Immobilien: Mit Betongold zum stabilen Fundament
Immobilienaktien zählen in diesem Jahr zu den Branchen in Deutschland mit der besten Performance. Das anhaltend niedrige Zinsniveau ist ein wesentlicher Wachstumstreiber, denn es ermöglicht den Gesellschaften, günstig an Kredite für größere Übernahmen und Zukäufe zu kommen. Darüber hinaus sind Immobilien als Anlageobjekte höchst begehrt. Und zu guter Letzt ziehen die seit jeher hohen Dividendenausschüttungen der Immobilienkonzerne Anleger an.

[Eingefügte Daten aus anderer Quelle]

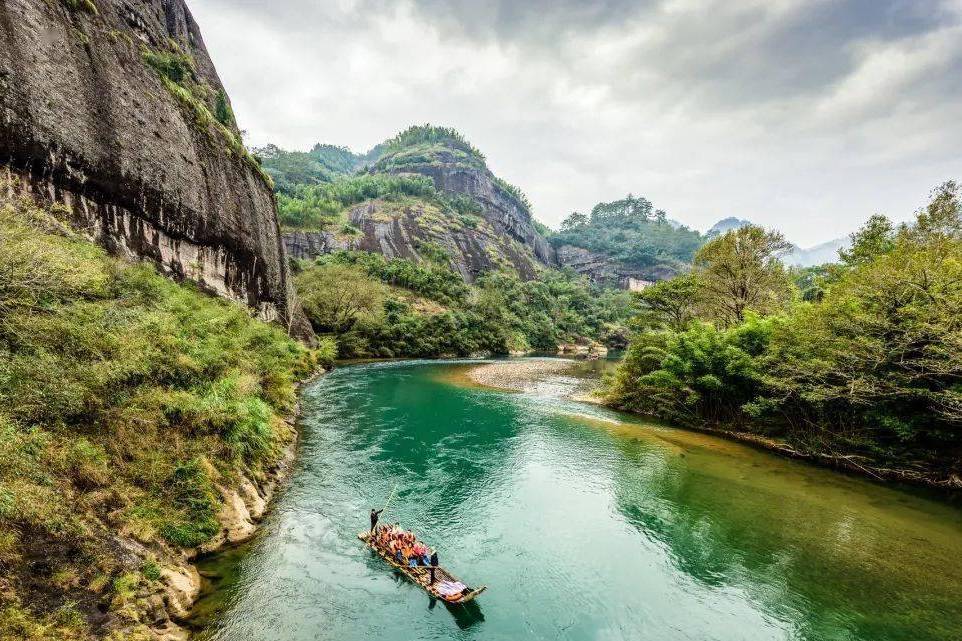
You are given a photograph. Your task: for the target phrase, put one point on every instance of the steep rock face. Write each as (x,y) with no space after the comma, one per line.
(412,231)
(499,208)
(85,122)
(604,271)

Das aus dem Zusammenschluss von Gagfah und Deutsche Annington entstandene neue DAX-Mitglied Vonovia ist hier sehr gut positioniert. Während bei Vonovia der Schwerpunkt auf Wohnimmobilien liegt, ist das MDAX-Unternehmen Deutsche Euroshop auf Einkaufszentren in erstklassiger Citylage spezialisiert. Minimale Leerstandsquoten, niedrige Abschreibungen und ein stark diversifiziertes Portfolio garantieren eine stabile Geschäftsentwicklung. Angesichts der anhaltenden Niedrigzinspolitik sind europäische Firmen weiter zu bevorzugen. Bei den Immobilienfonds hebt sich der Henderson Horizon Pan European Property durch sein Firmenportfolio und seine Top-Performance ab.